Letters of Sri Aurobindo

Volume 1

Letter ID: 101

Sri Aurobindo — Roy, Dilip Kumar

September 1930 (?)

I was very glad to get your letter and especially to know that you are more at peace. That is what is first needed, the settling down of a natural peace and quiet on the nature – the spiritual peace is a bigger thing that can come afterwards.

Then as to concentration. Ordinarily the consciousness is spread out everywhere, dispersed, running in this or that direction, after this subject and that object in multitude. When anything has to be done of a sustained nature the first thing one does is to draw back all this dispersed consciousness and concentrate. It is then, if one looks closely, bound to be concentrated in one place and on one occupation, subject or object – as when you are composing a poem or a botanist is studying a flower. The place is usually somewhere in the brain, if it is the thought, in the heart if it is the feeling in which one is concentrated. The yogic concentration is simply an extension and intensification of the same thing. It may be on an object as when one does trātak on a shining point – then one has to concentrate so that one sees only that point and has no other thought but that. It may be on an idea or word or a name, the idea of the Divine, the word OM, the name Krishna, or a combination of idea and word or idea and name. But, farther, in Yoga one also concentrates in a particular place. There is the famous rule of concentrating between the eyebrows – the centre of the inner mind, of occult vision, of the will is there. What you do is to think firmly from there on whatever you make the object of your concentration or else try to see the image of it from there. If you succeed in this, then after a time you feel that your whole consciousness is centred there in that place – of course for the time being. After doing it sometimes and often it becomes easy and normal.

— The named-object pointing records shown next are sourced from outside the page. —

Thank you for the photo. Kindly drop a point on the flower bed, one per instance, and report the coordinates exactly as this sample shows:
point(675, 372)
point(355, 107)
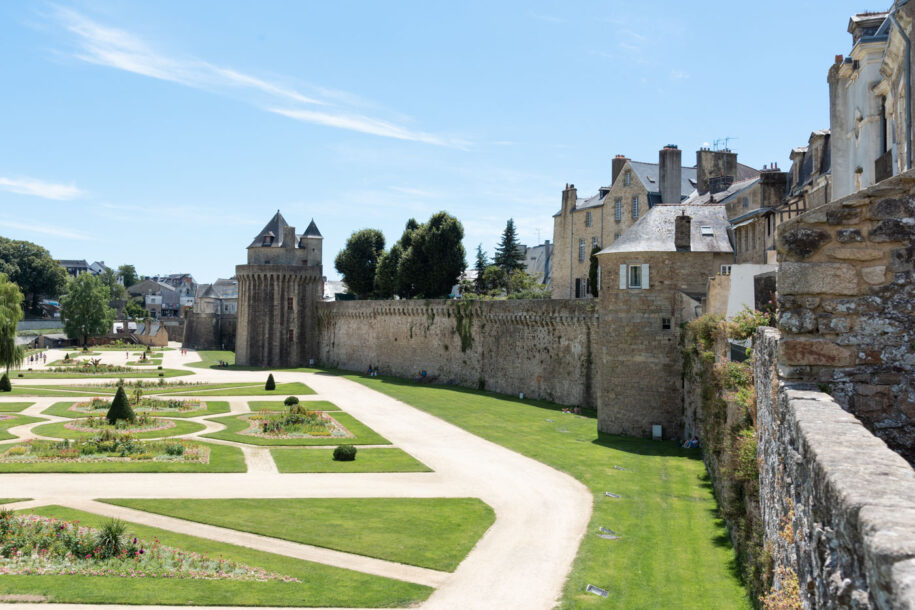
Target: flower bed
point(142, 423)
point(33, 545)
point(295, 422)
point(107, 447)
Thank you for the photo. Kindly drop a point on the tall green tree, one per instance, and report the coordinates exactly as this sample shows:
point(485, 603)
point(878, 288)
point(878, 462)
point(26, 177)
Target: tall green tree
point(593, 271)
point(84, 308)
point(129, 275)
point(358, 261)
point(10, 314)
point(31, 268)
point(508, 255)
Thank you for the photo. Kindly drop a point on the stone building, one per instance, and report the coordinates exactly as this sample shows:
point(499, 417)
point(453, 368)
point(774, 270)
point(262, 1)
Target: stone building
point(278, 291)
point(651, 277)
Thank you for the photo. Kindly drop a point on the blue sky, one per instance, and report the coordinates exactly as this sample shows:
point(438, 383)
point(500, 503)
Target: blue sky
point(166, 134)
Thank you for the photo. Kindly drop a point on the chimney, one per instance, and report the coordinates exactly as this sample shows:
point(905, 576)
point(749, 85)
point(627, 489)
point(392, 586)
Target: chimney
point(669, 169)
point(618, 162)
point(682, 225)
point(288, 237)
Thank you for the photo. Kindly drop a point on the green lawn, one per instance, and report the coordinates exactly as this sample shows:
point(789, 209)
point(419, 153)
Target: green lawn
point(210, 407)
point(277, 405)
point(57, 430)
point(321, 585)
point(16, 420)
point(222, 459)
point(434, 533)
point(367, 460)
point(674, 549)
point(363, 435)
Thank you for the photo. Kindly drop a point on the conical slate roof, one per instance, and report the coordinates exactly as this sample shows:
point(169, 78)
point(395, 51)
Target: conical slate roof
point(273, 228)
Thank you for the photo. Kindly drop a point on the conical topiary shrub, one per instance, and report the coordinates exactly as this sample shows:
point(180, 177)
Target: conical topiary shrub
point(120, 408)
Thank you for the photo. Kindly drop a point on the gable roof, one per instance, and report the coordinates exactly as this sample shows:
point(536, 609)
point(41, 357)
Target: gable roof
point(654, 232)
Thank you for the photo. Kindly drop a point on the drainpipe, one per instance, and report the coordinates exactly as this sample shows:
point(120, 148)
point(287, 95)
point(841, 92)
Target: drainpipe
point(908, 88)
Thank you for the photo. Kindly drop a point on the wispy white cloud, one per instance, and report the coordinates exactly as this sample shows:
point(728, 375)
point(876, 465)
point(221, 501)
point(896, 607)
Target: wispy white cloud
point(43, 229)
point(40, 188)
point(119, 49)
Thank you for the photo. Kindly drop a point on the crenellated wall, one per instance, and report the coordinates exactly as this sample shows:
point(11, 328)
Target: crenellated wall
point(542, 348)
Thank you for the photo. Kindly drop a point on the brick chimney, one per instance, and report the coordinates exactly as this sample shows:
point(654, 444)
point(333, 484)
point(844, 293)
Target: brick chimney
point(669, 170)
point(618, 162)
point(682, 225)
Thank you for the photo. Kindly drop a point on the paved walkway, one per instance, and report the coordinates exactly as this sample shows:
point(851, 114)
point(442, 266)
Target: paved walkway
point(521, 562)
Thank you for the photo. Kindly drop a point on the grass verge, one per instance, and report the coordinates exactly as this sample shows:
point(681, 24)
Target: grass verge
point(434, 533)
point(674, 549)
point(362, 434)
point(321, 585)
point(367, 460)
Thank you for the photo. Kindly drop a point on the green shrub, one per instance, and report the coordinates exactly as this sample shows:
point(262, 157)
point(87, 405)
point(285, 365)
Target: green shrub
point(344, 453)
point(120, 408)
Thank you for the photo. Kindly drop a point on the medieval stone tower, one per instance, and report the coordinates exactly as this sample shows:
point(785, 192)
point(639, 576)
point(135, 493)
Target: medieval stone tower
point(278, 291)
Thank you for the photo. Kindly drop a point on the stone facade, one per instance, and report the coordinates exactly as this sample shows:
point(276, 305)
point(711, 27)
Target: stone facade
point(847, 305)
point(838, 506)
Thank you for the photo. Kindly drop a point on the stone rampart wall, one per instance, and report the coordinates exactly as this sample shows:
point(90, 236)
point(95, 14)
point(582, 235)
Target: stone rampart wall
point(838, 505)
point(542, 348)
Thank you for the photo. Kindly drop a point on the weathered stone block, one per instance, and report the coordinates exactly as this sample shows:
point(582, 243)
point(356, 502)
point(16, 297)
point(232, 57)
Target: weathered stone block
point(801, 242)
point(817, 278)
point(814, 352)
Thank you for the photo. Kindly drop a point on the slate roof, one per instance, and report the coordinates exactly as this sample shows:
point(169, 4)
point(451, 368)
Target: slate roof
point(654, 232)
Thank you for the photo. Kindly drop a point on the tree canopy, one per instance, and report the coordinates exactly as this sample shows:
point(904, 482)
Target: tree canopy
point(33, 270)
point(358, 261)
point(84, 308)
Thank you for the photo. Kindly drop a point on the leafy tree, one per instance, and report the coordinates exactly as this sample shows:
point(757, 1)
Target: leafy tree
point(120, 408)
point(10, 314)
point(129, 275)
point(592, 271)
point(358, 261)
point(84, 308)
point(31, 267)
point(388, 272)
point(480, 267)
point(508, 255)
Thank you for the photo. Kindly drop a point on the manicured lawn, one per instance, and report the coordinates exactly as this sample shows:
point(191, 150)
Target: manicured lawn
point(434, 533)
point(222, 459)
point(363, 435)
point(16, 420)
point(321, 585)
point(277, 405)
point(367, 460)
point(210, 407)
point(674, 550)
point(137, 374)
point(57, 430)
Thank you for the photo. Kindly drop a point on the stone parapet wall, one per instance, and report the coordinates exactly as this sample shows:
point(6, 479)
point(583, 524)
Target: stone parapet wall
point(847, 305)
point(539, 347)
point(838, 505)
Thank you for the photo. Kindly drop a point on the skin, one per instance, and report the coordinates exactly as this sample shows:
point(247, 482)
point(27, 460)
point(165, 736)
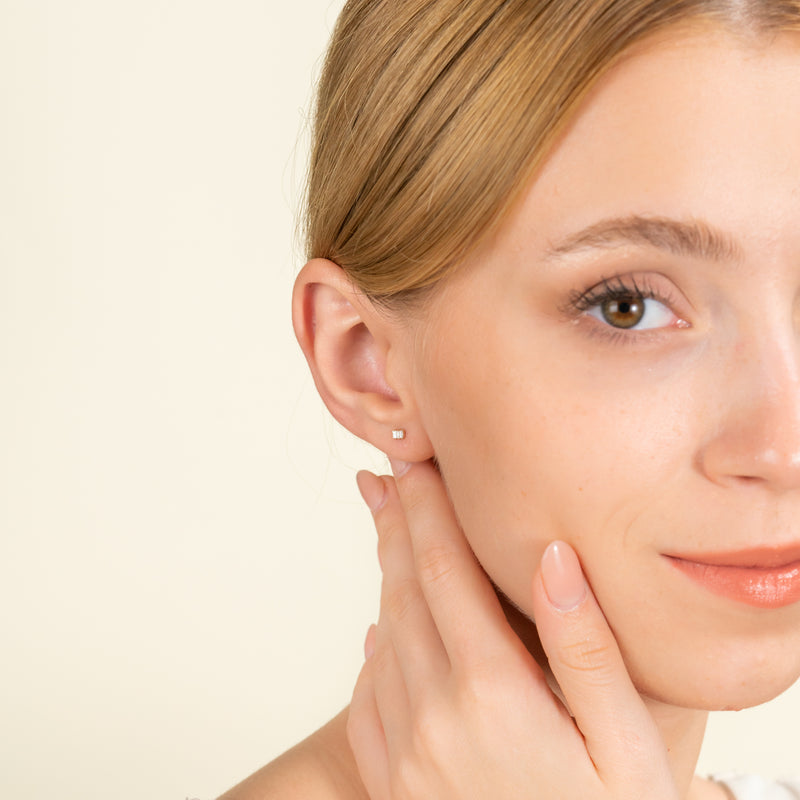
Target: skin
point(548, 423)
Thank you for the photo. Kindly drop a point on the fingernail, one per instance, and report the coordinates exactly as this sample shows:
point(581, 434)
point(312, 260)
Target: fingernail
point(399, 468)
point(369, 642)
point(562, 577)
point(372, 489)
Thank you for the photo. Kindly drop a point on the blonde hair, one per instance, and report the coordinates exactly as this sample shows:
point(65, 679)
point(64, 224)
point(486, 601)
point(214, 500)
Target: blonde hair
point(432, 116)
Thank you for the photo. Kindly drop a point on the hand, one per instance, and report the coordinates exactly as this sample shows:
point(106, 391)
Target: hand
point(451, 706)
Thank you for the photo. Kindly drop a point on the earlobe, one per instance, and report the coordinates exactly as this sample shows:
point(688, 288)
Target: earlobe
point(347, 343)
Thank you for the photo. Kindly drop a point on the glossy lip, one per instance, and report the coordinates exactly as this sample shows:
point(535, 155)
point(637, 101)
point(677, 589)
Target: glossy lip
point(764, 577)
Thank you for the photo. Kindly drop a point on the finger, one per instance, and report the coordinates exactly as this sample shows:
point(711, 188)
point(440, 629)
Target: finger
point(463, 604)
point(391, 693)
point(404, 610)
point(366, 737)
point(587, 663)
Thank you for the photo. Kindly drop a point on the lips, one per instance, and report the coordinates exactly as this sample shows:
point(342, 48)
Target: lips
point(764, 577)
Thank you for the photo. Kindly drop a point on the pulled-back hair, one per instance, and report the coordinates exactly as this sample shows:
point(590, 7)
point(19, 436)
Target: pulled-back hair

I hope this is clear. Well, in this Yoga, you do the same, but not at that particular centre, but anywhere in the head or at the centre of the chest where the physiologists have fixed the cardiac centre. Instead of concentrating on an object, you concentrate in the head in a will, a call for the descent of the peace from above or, as some do, an opening of the unseen lid and an ascent of the consciousness above. In the heart centre one concentrates in an aspiration, for an opening, for the presence of the living image of the Divine there or whatever else is the object. There may be Japa of a name but, if so, there must also be a concentration on it and the name must repeat itself there in the heart centre.

It may be asked what becomes of the rest of the consciousness when there is this local concentration? Well, it either falls silent as in any concentration or, if it does not, then thoughts or other things may move about, as if outside, but the concentrated part does not attend to them or notice. That is when the concentration is reasonably successful.

One has not to fatigue oneself at first by long concentration if one is not accustomed, for then it loses its power and value. One can relax and meditate instead of concentrating. It is only as the concentration becomes normal that one can go on for a longer and longer time.